Biocompatible scaffolds in different arrangements and from a range of polymer solutions were successfully created with a portable device. Furthermore, fibre modifications and functionalisation were explored as an approach to biomimicry. Relevantly, PCL-gelatine electrospun fibres, including functionalised with nanoparticles, allow cell attachment and promote directional growth.

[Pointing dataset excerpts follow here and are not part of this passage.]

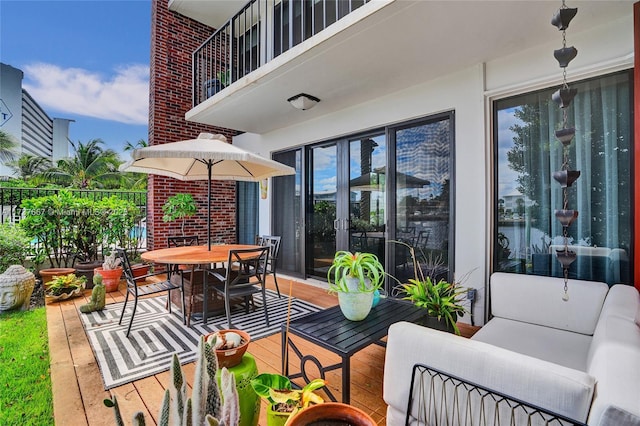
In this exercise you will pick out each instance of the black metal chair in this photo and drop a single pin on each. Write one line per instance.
(244, 277)
(144, 290)
(186, 240)
(273, 242)
(190, 271)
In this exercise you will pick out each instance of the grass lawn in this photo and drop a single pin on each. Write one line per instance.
(25, 380)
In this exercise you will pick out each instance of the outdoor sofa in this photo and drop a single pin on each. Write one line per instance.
(578, 358)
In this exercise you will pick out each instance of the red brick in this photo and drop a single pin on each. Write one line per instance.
(173, 39)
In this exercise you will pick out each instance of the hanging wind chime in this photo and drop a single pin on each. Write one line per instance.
(565, 177)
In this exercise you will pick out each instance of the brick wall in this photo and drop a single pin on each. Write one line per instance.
(173, 39)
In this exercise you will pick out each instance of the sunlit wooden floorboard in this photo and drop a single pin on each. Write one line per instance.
(78, 390)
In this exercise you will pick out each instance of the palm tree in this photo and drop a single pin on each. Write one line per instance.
(91, 166)
(29, 166)
(140, 144)
(7, 147)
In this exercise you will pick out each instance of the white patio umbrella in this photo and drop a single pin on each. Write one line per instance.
(208, 157)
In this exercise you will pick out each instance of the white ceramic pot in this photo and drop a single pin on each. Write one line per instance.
(355, 306)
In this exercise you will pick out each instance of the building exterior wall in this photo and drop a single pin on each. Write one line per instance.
(10, 106)
(27, 122)
(469, 93)
(173, 39)
(60, 138)
(37, 128)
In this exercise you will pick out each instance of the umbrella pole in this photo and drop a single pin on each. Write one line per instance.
(209, 205)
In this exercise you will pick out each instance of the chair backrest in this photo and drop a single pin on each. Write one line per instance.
(126, 269)
(185, 240)
(246, 267)
(273, 242)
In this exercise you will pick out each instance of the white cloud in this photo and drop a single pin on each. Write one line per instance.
(122, 96)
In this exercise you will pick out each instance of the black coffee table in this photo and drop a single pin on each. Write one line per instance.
(330, 330)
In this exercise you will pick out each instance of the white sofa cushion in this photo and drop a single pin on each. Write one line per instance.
(550, 344)
(614, 356)
(554, 387)
(538, 300)
(623, 301)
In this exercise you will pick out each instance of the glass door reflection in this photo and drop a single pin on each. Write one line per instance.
(321, 209)
(367, 195)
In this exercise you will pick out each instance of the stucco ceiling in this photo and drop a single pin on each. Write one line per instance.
(402, 44)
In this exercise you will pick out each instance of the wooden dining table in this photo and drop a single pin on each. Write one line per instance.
(195, 255)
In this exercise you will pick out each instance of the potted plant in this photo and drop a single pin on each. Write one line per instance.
(443, 300)
(111, 272)
(179, 206)
(50, 220)
(65, 286)
(331, 413)
(284, 401)
(357, 276)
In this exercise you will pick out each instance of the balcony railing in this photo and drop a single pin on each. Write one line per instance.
(261, 31)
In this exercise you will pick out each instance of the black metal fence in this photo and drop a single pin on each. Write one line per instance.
(11, 200)
(259, 32)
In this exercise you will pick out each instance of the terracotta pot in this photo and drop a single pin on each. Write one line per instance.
(139, 270)
(48, 274)
(332, 413)
(110, 278)
(231, 357)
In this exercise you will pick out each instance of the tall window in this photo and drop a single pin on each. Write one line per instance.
(527, 153)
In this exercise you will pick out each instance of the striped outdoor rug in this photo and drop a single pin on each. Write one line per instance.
(156, 335)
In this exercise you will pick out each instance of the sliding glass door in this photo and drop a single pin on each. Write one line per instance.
(360, 193)
(288, 215)
(322, 204)
(423, 198)
(367, 195)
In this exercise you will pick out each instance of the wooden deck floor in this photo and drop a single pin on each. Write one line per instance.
(78, 391)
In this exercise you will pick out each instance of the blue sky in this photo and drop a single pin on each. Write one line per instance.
(84, 60)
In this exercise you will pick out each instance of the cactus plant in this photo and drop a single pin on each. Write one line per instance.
(111, 262)
(204, 406)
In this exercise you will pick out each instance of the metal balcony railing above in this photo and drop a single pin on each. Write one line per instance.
(261, 31)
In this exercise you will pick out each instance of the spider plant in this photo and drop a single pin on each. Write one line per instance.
(363, 268)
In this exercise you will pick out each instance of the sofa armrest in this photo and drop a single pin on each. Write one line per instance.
(555, 388)
(538, 300)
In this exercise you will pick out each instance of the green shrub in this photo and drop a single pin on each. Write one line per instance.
(14, 246)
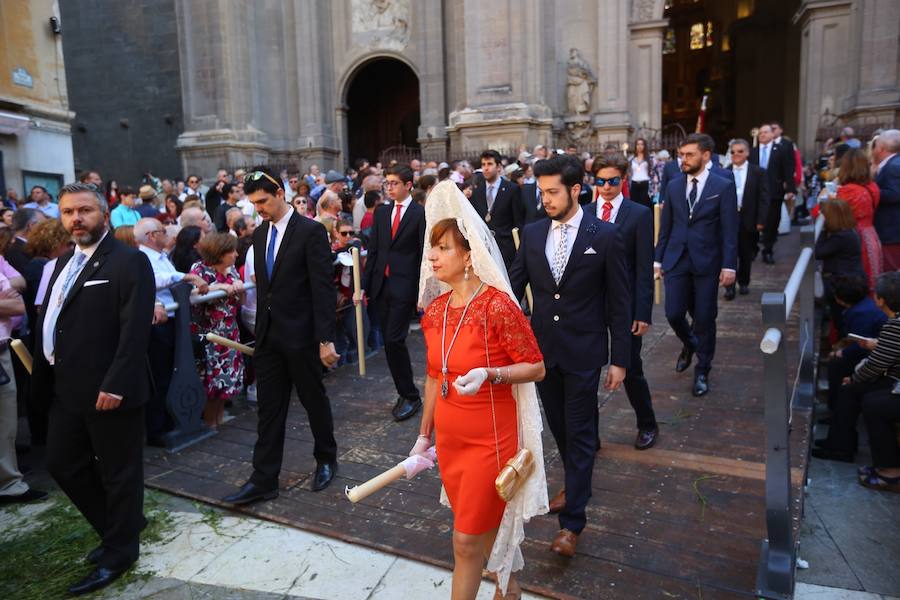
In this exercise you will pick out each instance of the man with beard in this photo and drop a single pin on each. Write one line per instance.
(697, 252)
(90, 360)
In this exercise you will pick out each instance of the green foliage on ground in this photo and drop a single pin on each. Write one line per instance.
(42, 555)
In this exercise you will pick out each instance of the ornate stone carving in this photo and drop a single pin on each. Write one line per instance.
(580, 83)
(380, 23)
(643, 10)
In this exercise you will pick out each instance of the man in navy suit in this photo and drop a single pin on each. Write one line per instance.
(575, 264)
(887, 216)
(391, 280)
(498, 202)
(635, 223)
(697, 252)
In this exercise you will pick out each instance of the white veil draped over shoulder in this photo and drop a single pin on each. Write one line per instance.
(446, 202)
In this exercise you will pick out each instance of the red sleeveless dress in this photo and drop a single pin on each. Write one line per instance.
(467, 445)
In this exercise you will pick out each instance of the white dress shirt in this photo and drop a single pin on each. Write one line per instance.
(280, 227)
(616, 202)
(740, 181)
(55, 300)
(165, 274)
(553, 237)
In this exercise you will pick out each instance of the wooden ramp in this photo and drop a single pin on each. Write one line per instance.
(682, 520)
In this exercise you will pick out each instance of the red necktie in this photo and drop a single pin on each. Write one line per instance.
(607, 211)
(395, 225)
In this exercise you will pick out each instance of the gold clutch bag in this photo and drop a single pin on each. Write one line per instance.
(513, 476)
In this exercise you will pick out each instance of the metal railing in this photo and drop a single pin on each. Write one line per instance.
(775, 577)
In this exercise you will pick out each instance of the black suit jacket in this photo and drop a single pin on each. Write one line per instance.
(585, 321)
(297, 306)
(102, 333)
(635, 223)
(507, 213)
(403, 253)
(780, 170)
(755, 203)
(534, 208)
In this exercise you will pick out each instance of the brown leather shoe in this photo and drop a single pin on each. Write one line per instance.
(558, 502)
(565, 543)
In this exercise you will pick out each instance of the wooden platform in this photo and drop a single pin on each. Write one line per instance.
(683, 520)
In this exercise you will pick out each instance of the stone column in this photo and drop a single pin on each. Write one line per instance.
(215, 52)
(825, 65)
(645, 73)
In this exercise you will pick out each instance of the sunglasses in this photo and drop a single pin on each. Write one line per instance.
(257, 175)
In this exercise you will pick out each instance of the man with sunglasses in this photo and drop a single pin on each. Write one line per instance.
(635, 224)
(292, 262)
(391, 280)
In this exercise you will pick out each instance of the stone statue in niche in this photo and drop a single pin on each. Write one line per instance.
(580, 83)
(380, 23)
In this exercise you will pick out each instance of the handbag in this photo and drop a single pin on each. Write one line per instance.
(519, 468)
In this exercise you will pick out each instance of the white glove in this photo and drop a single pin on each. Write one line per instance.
(470, 383)
(421, 446)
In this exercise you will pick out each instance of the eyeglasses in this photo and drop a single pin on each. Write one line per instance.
(257, 175)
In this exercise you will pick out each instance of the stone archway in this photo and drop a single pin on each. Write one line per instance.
(382, 104)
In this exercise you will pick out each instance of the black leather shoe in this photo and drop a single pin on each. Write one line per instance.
(684, 359)
(94, 555)
(96, 579)
(829, 454)
(646, 439)
(325, 472)
(250, 492)
(701, 385)
(407, 408)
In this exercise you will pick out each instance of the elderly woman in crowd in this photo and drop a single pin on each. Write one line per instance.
(223, 367)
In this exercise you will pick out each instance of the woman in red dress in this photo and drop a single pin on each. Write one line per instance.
(479, 344)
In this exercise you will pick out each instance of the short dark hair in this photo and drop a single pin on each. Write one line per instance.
(262, 182)
(703, 141)
(491, 154)
(850, 289)
(401, 170)
(887, 287)
(610, 161)
(569, 169)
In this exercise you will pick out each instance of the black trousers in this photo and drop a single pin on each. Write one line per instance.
(748, 245)
(570, 403)
(394, 315)
(842, 434)
(97, 460)
(162, 360)
(640, 192)
(637, 388)
(278, 369)
(881, 411)
(770, 232)
(699, 294)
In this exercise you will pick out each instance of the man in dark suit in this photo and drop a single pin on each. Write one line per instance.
(391, 280)
(575, 265)
(751, 187)
(697, 252)
(778, 161)
(885, 157)
(91, 360)
(295, 326)
(499, 203)
(635, 224)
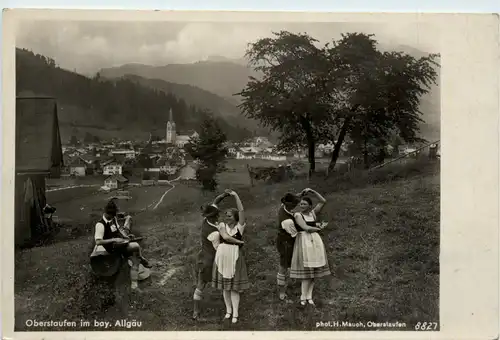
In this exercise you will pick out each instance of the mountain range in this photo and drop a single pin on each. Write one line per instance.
(224, 77)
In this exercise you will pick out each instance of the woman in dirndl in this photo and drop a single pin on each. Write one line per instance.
(230, 270)
(309, 260)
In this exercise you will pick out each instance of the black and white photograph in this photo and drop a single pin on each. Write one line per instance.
(227, 176)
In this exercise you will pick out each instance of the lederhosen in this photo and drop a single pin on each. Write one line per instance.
(206, 256)
(237, 236)
(109, 233)
(284, 241)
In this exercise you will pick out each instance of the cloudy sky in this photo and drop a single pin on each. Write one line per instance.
(88, 46)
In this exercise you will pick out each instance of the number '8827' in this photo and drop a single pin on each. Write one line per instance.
(426, 326)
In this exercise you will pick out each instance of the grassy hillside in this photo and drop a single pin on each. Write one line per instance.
(382, 243)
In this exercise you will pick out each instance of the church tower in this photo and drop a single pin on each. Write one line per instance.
(171, 132)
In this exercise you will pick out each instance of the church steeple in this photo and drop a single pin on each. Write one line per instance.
(171, 131)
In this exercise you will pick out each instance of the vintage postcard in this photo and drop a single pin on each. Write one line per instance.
(249, 174)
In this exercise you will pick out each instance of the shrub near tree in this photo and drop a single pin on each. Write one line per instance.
(209, 149)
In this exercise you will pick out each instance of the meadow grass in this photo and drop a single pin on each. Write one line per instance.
(382, 242)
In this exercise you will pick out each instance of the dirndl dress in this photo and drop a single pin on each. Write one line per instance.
(230, 270)
(309, 258)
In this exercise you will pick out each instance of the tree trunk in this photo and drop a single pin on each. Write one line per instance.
(365, 156)
(338, 145)
(306, 124)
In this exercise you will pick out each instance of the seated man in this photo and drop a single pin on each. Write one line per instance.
(109, 235)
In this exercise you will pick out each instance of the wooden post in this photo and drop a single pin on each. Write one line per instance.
(250, 174)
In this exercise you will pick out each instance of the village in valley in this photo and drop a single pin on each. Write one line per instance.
(121, 163)
(162, 150)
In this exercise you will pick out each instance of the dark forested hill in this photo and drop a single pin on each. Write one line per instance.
(113, 108)
(221, 77)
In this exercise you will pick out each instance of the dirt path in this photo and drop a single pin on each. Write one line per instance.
(73, 187)
(166, 192)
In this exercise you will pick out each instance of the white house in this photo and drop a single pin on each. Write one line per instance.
(115, 182)
(112, 169)
(168, 167)
(245, 155)
(273, 156)
(188, 172)
(130, 154)
(78, 167)
(183, 139)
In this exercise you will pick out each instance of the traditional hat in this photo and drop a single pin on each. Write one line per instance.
(209, 211)
(111, 208)
(290, 198)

Finally, the OPE successfully electrospun fibres embedded with nanoparticles as a blend, a previously unexplored variation for this device. This is particularly interesting because portable electrospinning devices are particularly useful for direct fibre deposition onto the damaged site, which allows it to be tailored to individual patients. This could minimise any risks of contamination post electrospinning and avoid adverse effects of sterilisation after fabrication. Moreover, it has potential as a drug delivery agent, as macromolecules encapsulated within the NPs could be released when implanted in the body, at specific time points, or when exposed to external stimuli (e.g., electromagnetic field and environmental cues).